Methods of the invention involve analyzing a large number of
cellular characteristics and providing functionally relevant
information relating to a cellular process of interest. For
example, methods of the invention are useful to identify one or
more genes that may cause a switch to a disease-promoting cell
state but that are not expressed in the final diseased state. Such
genes would not be detected using conventional static profile
comparisons.
[0008] Methods of the invention are based on an analysis of
temporal changes in patterns of cell activities measured during
cellular processes after a distinct stimulus. According to the
invention, characteristic pattern changes result from the existence
of underlying molecular wiring networks within the cell. However,
analysis methods of the invention do not require that the wiring
network be known or understood. Indeed, the invention does not
require that specific functions be pre-assigned to individual genes
or proteins in a cell, nor that the specific architecture of the
underlying network of molecular interactions be inferred from the
dynamics of cell-wide activity profiles. Rather, the present
invention exploits the observation that a cell's underlying
regulatory network is reflected in the dynamic properties of
cell-wide molecular activities during a cellular process. According
to the invention, a time-dependent analysis of cell activities
provides useful insight into the functional properties and
mechanistic relationships within the underlying regulatory network,
even though the identity of the individual components may not be
known.
[0009] The invention provides methods for representing dynamic
changes in a number of cellular activities such as gene or protein
expression. According to the invention, a complex set of molecular
changes associated with a cellular process is represented as a
dynamic signature that is characteristic of the process. A typical
dynamic signature is based on time-dependent molecular changes that
are associated with a transition between distinct, stable cellular
behavioral states. In a preferred embodiment of the invention, a
chosen cellular transition process has a unique dynamic signature.

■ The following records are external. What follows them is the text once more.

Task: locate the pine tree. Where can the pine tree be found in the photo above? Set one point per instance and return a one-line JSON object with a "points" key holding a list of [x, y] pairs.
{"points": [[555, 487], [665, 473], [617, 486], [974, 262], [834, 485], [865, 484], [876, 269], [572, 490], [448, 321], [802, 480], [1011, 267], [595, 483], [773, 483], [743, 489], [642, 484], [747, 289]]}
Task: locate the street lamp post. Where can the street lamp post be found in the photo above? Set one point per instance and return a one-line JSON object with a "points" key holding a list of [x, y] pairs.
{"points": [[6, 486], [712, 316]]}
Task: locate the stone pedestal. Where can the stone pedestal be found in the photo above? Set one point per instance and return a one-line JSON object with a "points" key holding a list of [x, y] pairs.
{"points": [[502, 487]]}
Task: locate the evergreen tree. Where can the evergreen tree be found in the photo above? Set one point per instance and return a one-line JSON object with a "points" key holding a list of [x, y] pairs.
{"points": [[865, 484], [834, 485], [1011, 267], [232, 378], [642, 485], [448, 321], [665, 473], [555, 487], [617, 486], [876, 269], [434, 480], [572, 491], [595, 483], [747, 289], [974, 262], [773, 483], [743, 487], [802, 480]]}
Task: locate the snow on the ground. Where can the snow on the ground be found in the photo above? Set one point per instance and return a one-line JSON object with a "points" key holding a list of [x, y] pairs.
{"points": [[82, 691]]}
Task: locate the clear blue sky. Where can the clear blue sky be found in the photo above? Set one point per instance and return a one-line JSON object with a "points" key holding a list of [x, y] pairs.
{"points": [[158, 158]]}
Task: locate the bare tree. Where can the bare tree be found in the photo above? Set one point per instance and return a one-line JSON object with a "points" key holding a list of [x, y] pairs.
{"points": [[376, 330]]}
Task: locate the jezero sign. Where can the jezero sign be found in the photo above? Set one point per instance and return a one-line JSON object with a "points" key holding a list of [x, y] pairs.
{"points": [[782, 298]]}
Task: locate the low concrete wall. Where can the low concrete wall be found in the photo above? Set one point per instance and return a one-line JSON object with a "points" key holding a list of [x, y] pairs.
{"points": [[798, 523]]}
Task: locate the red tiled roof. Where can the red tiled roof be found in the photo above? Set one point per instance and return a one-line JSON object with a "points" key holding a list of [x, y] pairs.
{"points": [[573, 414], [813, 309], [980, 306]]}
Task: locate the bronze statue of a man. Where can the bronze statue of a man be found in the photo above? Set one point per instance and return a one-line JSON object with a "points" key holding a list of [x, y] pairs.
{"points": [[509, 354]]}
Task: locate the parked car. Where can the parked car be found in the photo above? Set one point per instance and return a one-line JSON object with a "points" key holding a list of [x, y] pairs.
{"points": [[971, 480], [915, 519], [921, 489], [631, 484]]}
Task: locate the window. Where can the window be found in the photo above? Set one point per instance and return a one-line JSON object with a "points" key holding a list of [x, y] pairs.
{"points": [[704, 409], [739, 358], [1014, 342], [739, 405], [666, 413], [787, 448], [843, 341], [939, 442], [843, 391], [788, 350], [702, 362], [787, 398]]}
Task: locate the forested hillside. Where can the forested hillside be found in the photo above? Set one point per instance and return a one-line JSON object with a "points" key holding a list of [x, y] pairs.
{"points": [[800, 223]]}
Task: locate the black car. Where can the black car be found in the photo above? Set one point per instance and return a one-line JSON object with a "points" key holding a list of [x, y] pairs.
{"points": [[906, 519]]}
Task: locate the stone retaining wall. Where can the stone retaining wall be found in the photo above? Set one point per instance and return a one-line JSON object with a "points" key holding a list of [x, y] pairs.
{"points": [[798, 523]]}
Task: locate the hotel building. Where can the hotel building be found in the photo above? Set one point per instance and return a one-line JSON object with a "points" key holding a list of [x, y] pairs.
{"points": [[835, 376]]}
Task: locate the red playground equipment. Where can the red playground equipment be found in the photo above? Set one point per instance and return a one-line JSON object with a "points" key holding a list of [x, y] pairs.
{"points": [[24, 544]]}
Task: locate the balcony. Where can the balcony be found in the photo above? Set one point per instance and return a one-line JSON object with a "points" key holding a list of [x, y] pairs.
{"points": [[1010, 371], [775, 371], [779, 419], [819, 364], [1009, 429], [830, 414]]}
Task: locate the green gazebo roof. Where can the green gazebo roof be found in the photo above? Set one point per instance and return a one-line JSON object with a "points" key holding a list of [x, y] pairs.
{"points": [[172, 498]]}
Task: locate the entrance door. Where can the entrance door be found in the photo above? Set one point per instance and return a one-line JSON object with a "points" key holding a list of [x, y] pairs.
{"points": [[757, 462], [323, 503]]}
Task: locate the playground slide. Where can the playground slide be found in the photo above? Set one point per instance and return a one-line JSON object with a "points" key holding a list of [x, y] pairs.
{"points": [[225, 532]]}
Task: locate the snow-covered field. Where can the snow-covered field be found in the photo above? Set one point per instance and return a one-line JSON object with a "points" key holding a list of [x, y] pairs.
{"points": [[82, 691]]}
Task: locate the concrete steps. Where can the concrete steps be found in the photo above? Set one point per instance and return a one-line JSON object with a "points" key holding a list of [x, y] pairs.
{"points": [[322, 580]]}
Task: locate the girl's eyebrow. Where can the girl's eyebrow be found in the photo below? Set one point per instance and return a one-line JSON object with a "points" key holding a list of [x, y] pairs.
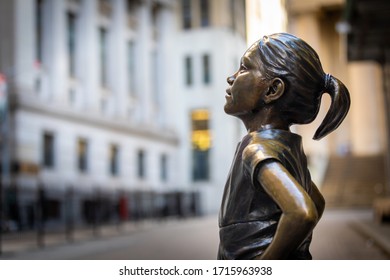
{"points": [[245, 61]]}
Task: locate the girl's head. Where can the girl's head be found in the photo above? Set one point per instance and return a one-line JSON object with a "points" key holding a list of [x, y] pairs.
{"points": [[296, 65]]}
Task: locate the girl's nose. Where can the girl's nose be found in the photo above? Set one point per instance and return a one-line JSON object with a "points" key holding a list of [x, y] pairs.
{"points": [[230, 80]]}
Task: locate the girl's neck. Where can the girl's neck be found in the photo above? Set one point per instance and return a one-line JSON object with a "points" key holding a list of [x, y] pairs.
{"points": [[264, 119]]}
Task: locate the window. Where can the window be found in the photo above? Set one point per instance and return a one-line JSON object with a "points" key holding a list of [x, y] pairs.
{"points": [[82, 155], [204, 13], [72, 21], [232, 15], [103, 55], [48, 150], [164, 168], [131, 66], [186, 13], [141, 164], [201, 144], [188, 70], [206, 69], [39, 29], [114, 160]]}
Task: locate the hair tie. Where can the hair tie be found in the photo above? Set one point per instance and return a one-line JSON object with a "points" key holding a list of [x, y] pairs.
{"points": [[328, 78]]}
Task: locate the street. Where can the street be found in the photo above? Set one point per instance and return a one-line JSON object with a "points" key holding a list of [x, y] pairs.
{"points": [[336, 237]]}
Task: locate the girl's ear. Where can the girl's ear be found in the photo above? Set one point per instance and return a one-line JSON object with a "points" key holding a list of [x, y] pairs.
{"points": [[275, 91]]}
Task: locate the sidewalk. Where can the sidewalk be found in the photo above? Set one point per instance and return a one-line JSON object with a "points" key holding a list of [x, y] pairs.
{"points": [[378, 233], [342, 234], [19, 242]]}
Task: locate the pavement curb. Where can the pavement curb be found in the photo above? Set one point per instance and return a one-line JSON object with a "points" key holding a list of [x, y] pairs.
{"points": [[378, 233]]}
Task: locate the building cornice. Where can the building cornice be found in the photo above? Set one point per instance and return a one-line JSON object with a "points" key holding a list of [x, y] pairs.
{"points": [[33, 104]]}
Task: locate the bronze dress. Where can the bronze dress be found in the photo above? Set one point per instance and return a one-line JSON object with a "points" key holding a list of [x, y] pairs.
{"points": [[248, 216]]}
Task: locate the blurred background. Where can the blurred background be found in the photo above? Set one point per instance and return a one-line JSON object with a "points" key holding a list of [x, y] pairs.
{"points": [[112, 110]]}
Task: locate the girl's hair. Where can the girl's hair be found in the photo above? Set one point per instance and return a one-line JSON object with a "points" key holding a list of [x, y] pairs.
{"points": [[298, 65]]}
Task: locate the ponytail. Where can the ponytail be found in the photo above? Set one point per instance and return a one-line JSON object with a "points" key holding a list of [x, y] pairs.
{"points": [[338, 108]]}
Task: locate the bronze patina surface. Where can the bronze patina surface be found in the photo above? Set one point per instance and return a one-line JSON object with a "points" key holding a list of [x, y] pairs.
{"points": [[270, 204]]}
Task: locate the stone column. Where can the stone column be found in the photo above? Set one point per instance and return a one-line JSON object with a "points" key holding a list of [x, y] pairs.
{"points": [[118, 69], [24, 73], [143, 62], [57, 63], [89, 50]]}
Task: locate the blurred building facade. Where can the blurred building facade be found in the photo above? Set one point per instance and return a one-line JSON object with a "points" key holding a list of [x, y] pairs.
{"points": [[116, 95], [354, 173]]}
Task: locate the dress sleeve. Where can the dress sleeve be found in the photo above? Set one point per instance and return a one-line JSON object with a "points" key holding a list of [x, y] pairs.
{"points": [[255, 155]]}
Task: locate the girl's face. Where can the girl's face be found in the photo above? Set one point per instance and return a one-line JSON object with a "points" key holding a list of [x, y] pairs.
{"points": [[246, 86]]}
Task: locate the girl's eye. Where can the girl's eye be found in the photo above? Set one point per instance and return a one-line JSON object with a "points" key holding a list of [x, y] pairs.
{"points": [[243, 68]]}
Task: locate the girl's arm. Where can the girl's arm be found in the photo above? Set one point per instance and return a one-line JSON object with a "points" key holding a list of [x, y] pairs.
{"points": [[299, 215]]}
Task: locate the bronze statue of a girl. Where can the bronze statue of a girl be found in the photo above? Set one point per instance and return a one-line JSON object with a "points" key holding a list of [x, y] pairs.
{"points": [[270, 204]]}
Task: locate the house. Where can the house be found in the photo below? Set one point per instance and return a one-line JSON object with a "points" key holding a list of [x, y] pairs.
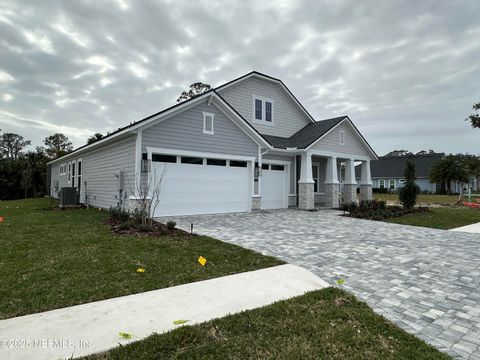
{"points": [[248, 144], [388, 171]]}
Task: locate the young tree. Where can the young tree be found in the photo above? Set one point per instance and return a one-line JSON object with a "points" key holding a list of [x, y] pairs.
{"points": [[474, 117], [57, 145], [408, 193], [94, 138], [196, 89], [11, 145], [451, 168]]}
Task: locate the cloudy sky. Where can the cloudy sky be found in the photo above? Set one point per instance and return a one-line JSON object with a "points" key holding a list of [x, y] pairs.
{"points": [[406, 72]]}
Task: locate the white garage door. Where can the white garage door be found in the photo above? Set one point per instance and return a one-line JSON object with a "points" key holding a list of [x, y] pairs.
{"points": [[202, 186], [274, 187]]}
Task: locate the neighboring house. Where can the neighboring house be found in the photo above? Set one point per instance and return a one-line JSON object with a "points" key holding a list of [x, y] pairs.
{"points": [[248, 144], [388, 171]]}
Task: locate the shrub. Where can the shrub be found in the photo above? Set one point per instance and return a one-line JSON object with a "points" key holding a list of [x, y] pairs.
{"points": [[171, 225], [408, 193], [118, 214]]}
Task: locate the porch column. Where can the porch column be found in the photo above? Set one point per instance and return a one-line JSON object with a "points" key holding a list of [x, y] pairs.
{"points": [[306, 200], [366, 182], [350, 186], [332, 186]]}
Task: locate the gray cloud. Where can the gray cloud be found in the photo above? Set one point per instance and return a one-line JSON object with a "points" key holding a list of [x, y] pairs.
{"points": [[406, 72]]}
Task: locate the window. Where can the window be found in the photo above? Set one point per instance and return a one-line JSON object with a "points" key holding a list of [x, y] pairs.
{"points": [[258, 109], [73, 174], [268, 111], [315, 178], [236, 163], [217, 162], [342, 137], [192, 160], [391, 185], [164, 158], [263, 110], [208, 123]]}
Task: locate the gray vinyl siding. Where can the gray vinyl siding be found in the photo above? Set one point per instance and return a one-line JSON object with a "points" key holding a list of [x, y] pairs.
{"points": [[288, 119], [290, 159], [185, 132], [352, 146], [99, 169], [423, 183]]}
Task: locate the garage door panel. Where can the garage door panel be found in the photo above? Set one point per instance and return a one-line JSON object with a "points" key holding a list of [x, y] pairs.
{"points": [[202, 189]]}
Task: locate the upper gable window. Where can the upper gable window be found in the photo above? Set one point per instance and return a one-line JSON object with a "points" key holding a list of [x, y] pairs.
{"points": [[263, 111], [208, 123], [342, 137]]}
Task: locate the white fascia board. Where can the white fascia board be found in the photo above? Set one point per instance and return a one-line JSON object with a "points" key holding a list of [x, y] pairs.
{"points": [[275, 81], [170, 151]]}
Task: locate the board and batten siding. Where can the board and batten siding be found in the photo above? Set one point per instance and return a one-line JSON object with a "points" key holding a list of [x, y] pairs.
{"points": [[185, 132], [352, 146], [288, 119], [99, 171]]}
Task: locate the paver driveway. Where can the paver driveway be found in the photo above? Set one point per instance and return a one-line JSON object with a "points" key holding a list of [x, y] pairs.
{"points": [[427, 281]]}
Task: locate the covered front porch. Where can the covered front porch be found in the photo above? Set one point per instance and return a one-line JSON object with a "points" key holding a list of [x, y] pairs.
{"points": [[328, 179]]}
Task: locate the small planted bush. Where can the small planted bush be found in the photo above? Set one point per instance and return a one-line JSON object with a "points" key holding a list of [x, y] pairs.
{"points": [[118, 214]]}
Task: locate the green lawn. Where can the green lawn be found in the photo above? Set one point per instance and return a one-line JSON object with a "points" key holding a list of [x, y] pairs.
{"points": [[422, 199], [51, 259], [325, 324], [440, 218]]}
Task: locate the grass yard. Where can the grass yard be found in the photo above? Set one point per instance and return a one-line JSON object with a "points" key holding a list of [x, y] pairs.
{"points": [[440, 218], [52, 259], [422, 199], [324, 324]]}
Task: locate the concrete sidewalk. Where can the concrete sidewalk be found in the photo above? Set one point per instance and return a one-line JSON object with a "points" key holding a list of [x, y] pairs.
{"points": [[472, 228], [94, 327]]}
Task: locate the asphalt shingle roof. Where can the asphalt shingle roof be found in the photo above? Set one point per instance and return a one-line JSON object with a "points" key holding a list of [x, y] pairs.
{"points": [[305, 136], [394, 166]]}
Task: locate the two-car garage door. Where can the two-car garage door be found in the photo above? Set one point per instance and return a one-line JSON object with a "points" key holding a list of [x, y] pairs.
{"points": [[195, 185]]}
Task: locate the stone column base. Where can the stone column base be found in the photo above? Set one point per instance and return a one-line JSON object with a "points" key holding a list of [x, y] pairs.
{"points": [[366, 192], [256, 203], [306, 200], [332, 195], [350, 193]]}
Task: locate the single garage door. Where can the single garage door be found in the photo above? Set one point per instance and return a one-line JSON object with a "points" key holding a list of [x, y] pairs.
{"points": [[194, 185], [274, 186]]}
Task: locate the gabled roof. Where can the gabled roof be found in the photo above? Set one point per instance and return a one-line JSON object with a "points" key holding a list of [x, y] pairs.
{"points": [[394, 166], [305, 136], [271, 79]]}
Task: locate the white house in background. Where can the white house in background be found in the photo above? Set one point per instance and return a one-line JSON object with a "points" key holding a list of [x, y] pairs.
{"points": [[246, 145]]}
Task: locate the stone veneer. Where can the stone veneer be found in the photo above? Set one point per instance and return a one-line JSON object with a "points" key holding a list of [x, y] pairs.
{"points": [[366, 192], [256, 203], [306, 199], [332, 195], [350, 193]]}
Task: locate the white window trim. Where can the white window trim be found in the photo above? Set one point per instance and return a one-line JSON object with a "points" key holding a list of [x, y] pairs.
{"points": [[394, 184], [342, 136], [264, 108], [205, 115]]}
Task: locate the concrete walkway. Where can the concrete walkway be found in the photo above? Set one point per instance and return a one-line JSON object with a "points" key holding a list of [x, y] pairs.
{"points": [[94, 327], [472, 228], [427, 281]]}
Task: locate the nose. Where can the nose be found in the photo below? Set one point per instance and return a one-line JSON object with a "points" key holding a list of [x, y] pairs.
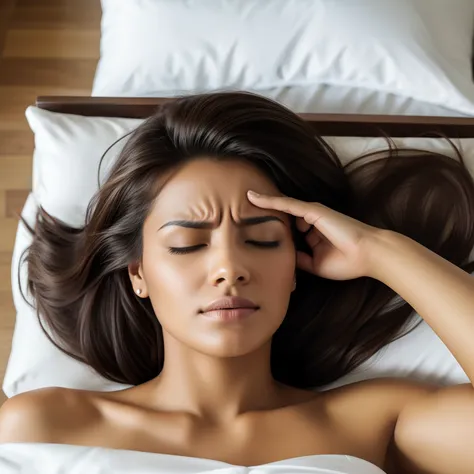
{"points": [[228, 268]]}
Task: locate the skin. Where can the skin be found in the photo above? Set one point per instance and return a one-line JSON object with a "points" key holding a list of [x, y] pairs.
{"points": [[216, 398]]}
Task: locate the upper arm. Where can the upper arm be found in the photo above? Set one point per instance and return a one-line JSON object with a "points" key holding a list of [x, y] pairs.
{"points": [[26, 418], [434, 433]]}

A preferred dynamic signature is a representation (e.g. a
mathematical, an electronic, a data set, or a graphic
representation) of time-dependent changes in multiple,
mechanistically-linked variables (molecular activities) that
mediate a cellular transition process, rather than single molecular
markers or artificially clustered groups of markers. In a
particularly preferred embodiment of the invention, a dynamic
signature is expressed as a phase portrait, providing a graphical
representation of cellular activity changes that are characteristic
of a given cellular process or event.
[0010] According to preferred embodiments of the invention, useful
cellular information includes genome-wide changes in gene
expression, changes in protein expression and/or protein activity.
However, other indicators of cellular activity can also be assayed
and used to generate a dynamic signature for a particular cellular
process. Useful indicators of cellular activity include cellular
molecules or molecular components of cellular activity including
the levels or identity or modifications of nucleotides (including
DNA, and RNA such as tRNA, rRNA, mRNA), peptides, carbohydrates,
lipids, metabolic intermediates, and intra or extra cellular salts
and other solutes.
[0011] Preferred cellular processes are transition processes with a
defined start-point, such as a cellular response to a drug, toxin,
pathogen, or other external stimulus. Particularly preferred
cellular events also have a defined end-point, such as a cellular
transition from one stable cell behavioral state to another stable
cell state. Preferred cellular transitions include transitions from
a healthy state to a diseased state, from a diseased state to a
healthy state, from an undifferentiated state to a differentiated
state, from a differentiated state to an undifferentiated state,
from one differentiated state to another differentiated state, and
among growth, differentiated, apoptotic, motile, contractile,
quiescent and senescent states. According to the invention,
cellular processes can be measured in vivo or in vitro, including
in a cell culture, a tissue culture, a tissue, an organ, or an
organism.
[0012] Distinguishing meaningful information from the volumes of
data that can be generated with genome-wide gene and protein
profiling techniques is an important aspect of the invention.
Analysis methods of the invention are based on "cellular
informatics"--how living cells actually process information. The
invention provides technology that circumvents current limitations
and leads directly to the identification of genes and proteins that
are mechanistically relevant to a given cellular process, and
hence, prime targets for therapeutic intervention in the context of
a disease. This technology links novel cell system-based modes of
data acquisition to proprietary software tools, and represents a
generic approach that can be applied to any disease process or drug
screening program that involves changes in cell regulation.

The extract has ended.